Артемьев замолчал, не зная, что сказать дальше.

– Ладно. Как ни тяни, но все равно придется выбирать, – вздохнув, сказал Артемьев.

– Выбирать, кто останется жить, достойнее, чем кому умереть, – ответил профессор.

– Тогда сегодня выберу я, – сказал Егор. – Не всё вам мучиться.

Профессор провел Артемьева к столу, на котором были разложены двадцать две детские фотографии. Лица ангелов. Глаза вечности. Душа на краю пропасти. Это было невыносимо. В такие минуты, единственные минуты в своей жизни, Артемьев был действительно рад, что богат.

– А пусть сегодня всем повезет, – сказал Егор.

Еще больше Артемьев обрадовался, решив, что сегодня у него хватит денег, чтобы спасти всех. И не придется делить сумму на несколько человек, оставляя тех, кому не повезло, один на один со смертью.

– Всем? – не поверил профессор.

– Подготовьте счет на всех и перешлите мне, – сказал Артемьев. – Условие прежнее. Никакой информации о дарителе и фотография ребенка.

– Можете не сомневаться. Родители готовы дать обет молчания на всю оставшуюся жизнь, если это поможет спасти их детей.

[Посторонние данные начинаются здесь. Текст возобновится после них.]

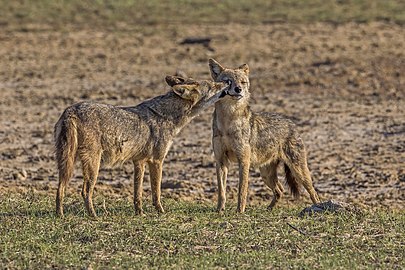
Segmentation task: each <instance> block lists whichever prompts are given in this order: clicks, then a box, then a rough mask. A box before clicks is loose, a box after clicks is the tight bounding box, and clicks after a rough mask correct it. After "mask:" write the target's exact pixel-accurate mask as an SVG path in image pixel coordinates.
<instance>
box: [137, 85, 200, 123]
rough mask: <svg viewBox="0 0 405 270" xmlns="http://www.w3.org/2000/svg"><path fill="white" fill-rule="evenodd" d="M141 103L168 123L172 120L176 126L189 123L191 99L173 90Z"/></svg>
mask: <svg viewBox="0 0 405 270" xmlns="http://www.w3.org/2000/svg"><path fill="white" fill-rule="evenodd" d="M140 105H141V106H145V107H147V108H148V110H149V111H150V113H152V114H153V115H154V116H155V117H156V118H159V119H160V120H162V121H164V122H167V123H169V122H170V123H171V124H172V125H173V126H174V127H175V128H179V127H182V126H184V125H185V124H187V123H188V121H189V118H190V112H191V106H192V105H191V103H190V102H189V101H187V100H183V99H181V98H179V97H177V96H176V95H175V94H173V93H171V92H170V93H167V94H166V95H162V96H158V97H155V98H153V99H151V100H148V101H145V102H143V103H142V104H140ZM190 120H191V119H190Z"/></svg>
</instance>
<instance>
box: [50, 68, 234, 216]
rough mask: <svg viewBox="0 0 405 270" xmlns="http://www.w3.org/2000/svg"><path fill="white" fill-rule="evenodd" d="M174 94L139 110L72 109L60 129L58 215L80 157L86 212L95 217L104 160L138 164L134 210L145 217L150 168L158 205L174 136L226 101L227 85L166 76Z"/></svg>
mask: <svg viewBox="0 0 405 270" xmlns="http://www.w3.org/2000/svg"><path fill="white" fill-rule="evenodd" d="M166 82H167V84H168V85H169V86H171V87H172V90H171V91H170V92H168V93H167V94H165V95H162V96H158V97H155V98H153V99H150V100H147V101H145V102H143V103H141V104H139V105H137V106H135V107H117V106H112V105H105V104H100V103H91V102H81V103H77V104H75V105H72V106H70V107H68V108H67V109H66V110H65V111H64V112H63V114H62V116H61V117H60V119H59V121H58V122H57V123H56V125H55V141H56V160H57V164H58V169H59V186H58V191H57V196H56V212H57V214H58V215H59V216H63V197H64V193H65V188H66V185H67V183H68V181H69V179H70V178H71V177H72V174H73V169H74V163H75V160H76V158H77V157H78V158H79V159H80V161H81V163H82V168H83V188H82V196H83V199H84V202H85V206H86V209H87V211H88V213H89V214H90V215H91V216H94V217H95V216H96V212H95V211H94V207H93V202H92V196H93V190H94V186H95V184H96V180H97V176H98V171H99V167H100V162H103V163H104V164H106V165H109V166H114V165H119V164H122V163H124V162H125V161H127V160H131V161H132V162H133V163H134V167H135V169H134V206H135V212H136V213H137V214H142V182H143V176H144V170H145V164H146V163H147V164H148V166H149V172H150V182H151V188H152V200H153V204H154V206H155V208H156V210H157V211H158V212H164V210H163V207H162V204H161V202H160V186H161V179H162V164H163V160H164V158H165V156H166V154H167V152H168V150H169V148H170V146H171V143H172V141H173V138H174V136H176V135H177V134H178V133H179V132H180V130H181V129H182V128H183V127H184V126H185V125H186V124H187V123H189V122H190V121H191V120H192V119H193V118H194V117H196V116H197V115H198V114H199V113H200V112H202V110H204V109H205V108H207V107H208V106H209V105H212V104H214V103H215V102H216V101H217V100H219V99H220V98H221V97H223V92H224V89H225V87H227V86H226V85H225V84H224V83H214V82H210V81H199V82H197V81H194V80H192V79H184V78H181V77H175V76H167V77H166Z"/></svg>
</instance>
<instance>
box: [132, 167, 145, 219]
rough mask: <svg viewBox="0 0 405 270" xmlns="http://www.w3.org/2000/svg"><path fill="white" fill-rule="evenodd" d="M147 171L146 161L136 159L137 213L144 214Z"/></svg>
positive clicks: (140, 214) (135, 207) (136, 199)
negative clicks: (145, 171) (143, 193)
mask: <svg viewBox="0 0 405 270" xmlns="http://www.w3.org/2000/svg"><path fill="white" fill-rule="evenodd" d="M144 172H145V163H144V162H139V161H134V207H135V214H137V215H142V214H143V210H142V184H143V175H144Z"/></svg>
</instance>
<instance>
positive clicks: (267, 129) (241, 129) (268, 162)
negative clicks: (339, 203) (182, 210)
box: [209, 59, 319, 212]
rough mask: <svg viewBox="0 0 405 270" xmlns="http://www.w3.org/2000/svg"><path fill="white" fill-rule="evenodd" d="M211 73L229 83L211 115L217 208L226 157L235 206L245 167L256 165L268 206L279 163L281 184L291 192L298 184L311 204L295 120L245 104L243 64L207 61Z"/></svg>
mask: <svg viewBox="0 0 405 270" xmlns="http://www.w3.org/2000/svg"><path fill="white" fill-rule="evenodd" d="M209 66H210V71H211V76H212V78H213V79H214V81H216V82H226V83H227V84H228V85H229V90H227V91H226V93H227V95H226V97H224V98H223V99H221V100H220V101H218V102H217V103H216V104H215V111H214V115H213V138H212V143H213V148H214V154H215V159H216V163H217V166H216V167H217V180H218V211H222V210H224V209H225V201H226V196H225V191H226V178H227V172H228V167H229V165H230V162H237V163H238V164H239V194H238V211H239V212H244V211H245V207H246V199H247V192H248V177H249V168H250V166H256V167H259V169H260V173H261V175H262V178H263V180H264V182H265V184H266V185H267V186H268V187H270V188H271V189H272V191H273V193H274V197H273V200H272V202H271V204H270V205H269V208H270V209H271V208H273V207H274V206H275V204H276V203H277V201H278V200H279V198H280V197H281V196H282V195H283V190H284V188H283V185H282V184H281V183H279V181H278V178H277V166H278V164H279V163H280V162H283V163H284V168H285V173H286V180H287V184H288V185H289V186H290V188H291V191H292V193H293V194H294V195H296V196H298V195H299V187H300V185H303V186H304V188H305V189H306V190H307V191H308V193H309V194H310V197H311V199H312V201H313V202H314V203H319V198H318V195H317V193H316V192H315V190H314V187H313V185H312V180H311V175H310V172H309V169H308V166H307V157H306V150H305V146H304V143H303V141H302V139H301V137H300V135H299V134H298V132H297V130H296V128H295V125H294V123H293V122H292V121H290V120H289V119H287V118H286V117H284V116H282V115H280V114H276V113H265V112H262V113H256V112H252V111H251V110H250V107H249V97H250V92H249V88H250V82H249V67H248V66H247V65H246V64H244V65H242V66H240V67H239V68H237V69H227V68H223V67H222V66H221V65H220V64H219V63H218V62H216V61H215V60H213V59H210V60H209Z"/></svg>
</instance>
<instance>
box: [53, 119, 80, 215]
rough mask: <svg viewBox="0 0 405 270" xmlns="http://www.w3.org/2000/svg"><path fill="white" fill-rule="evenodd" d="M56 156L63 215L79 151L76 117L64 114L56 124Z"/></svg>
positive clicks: (62, 213) (57, 210) (56, 208)
mask: <svg viewBox="0 0 405 270" xmlns="http://www.w3.org/2000/svg"><path fill="white" fill-rule="evenodd" d="M54 135H55V148H56V149H55V150H56V153H55V156H56V162H57V166H58V171H59V185H58V192H57V195H56V211H57V214H58V215H60V216H63V197H64V194H65V188H66V185H67V184H68V182H69V180H70V178H71V177H72V174H73V169H74V164H75V159H76V153H77V144H78V142H77V124H76V119H75V118H73V117H69V116H67V113H66V111H65V113H63V114H62V116H61V118H60V119H59V121H58V122H57V123H56V125H55V134H54Z"/></svg>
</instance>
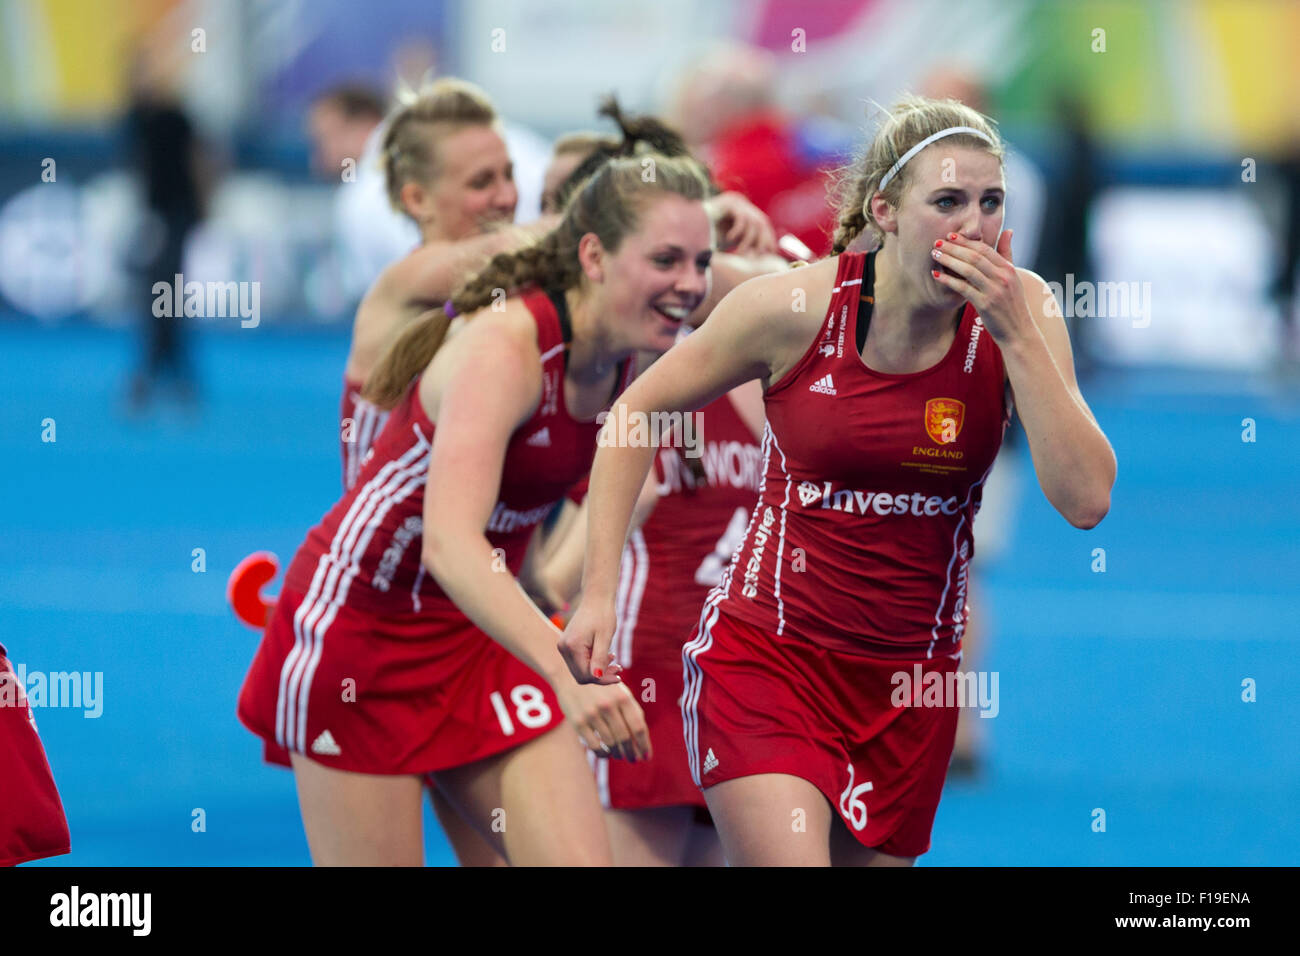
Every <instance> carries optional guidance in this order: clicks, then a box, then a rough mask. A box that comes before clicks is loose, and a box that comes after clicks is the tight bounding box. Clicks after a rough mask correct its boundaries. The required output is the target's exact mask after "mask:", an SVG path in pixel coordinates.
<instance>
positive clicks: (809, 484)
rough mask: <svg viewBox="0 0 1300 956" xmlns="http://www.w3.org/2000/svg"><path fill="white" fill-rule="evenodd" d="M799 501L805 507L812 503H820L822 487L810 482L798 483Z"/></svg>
mask: <svg viewBox="0 0 1300 956" xmlns="http://www.w3.org/2000/svg"><path fill="white" fill-rule="evenodd" d="M800 501H802V502H803V507H807V506H809V505H811V503H813V502H814V501H822V486H820V485H816V484H814V483H811V481H800Z"/></svg>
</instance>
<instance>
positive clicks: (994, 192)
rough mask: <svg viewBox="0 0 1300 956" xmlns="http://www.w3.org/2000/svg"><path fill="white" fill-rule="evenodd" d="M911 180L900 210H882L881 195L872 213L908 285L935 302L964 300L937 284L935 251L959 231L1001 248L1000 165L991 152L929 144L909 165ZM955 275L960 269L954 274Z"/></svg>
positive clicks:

Собрав фотографии в конверт, профессор протянул его Артемьеву. Принимая конверт, Егор и в этот раз почувствовал волнение. Наверное, к этому невозможно привыкнуть. Вроде бы пустяк. Ты не обеднеешь от этой суммы. Справедливости ради, ты ее даже не заметишь. Она утонет в ворохе счетов, приходных и расходных ордеров. Но когда ты понимаешь, что кому-то купил жизнь… Это только кажется, что все так просто. Ну, заплатил. Ну, добавил кому-то на операцию. Ты можешь себе это позволить. Что такого? Но это только до тех пор, пока не осознал, что ты выкупил у смерти чью-то жизнь… Натурально. Без дураков. За деньги! Когда рубли, тысячи, сотни тысяч… Миллионы рублей тратятся на яхты, дома, цацки… Когда люди прожигают жизнь, в то время как кто-то отсчитывает последние минуты… Когда никто не задумывается, что дюжина старого коньяка – это чья-то почка… Необязательно создавать благотворительные фонды. Призывать со сцены потратить на благое дело, кому сколько не жалко. Необязательно ставить людей в неловкое положение, выпрашивая у них хоть сколько. Можешь дать – дай. Можешь сделать – сделай. И Егор давал. Потому что мог. Потому что у савана карманов нет. А детям и внукам хватит, чтобы не умереть с голоду.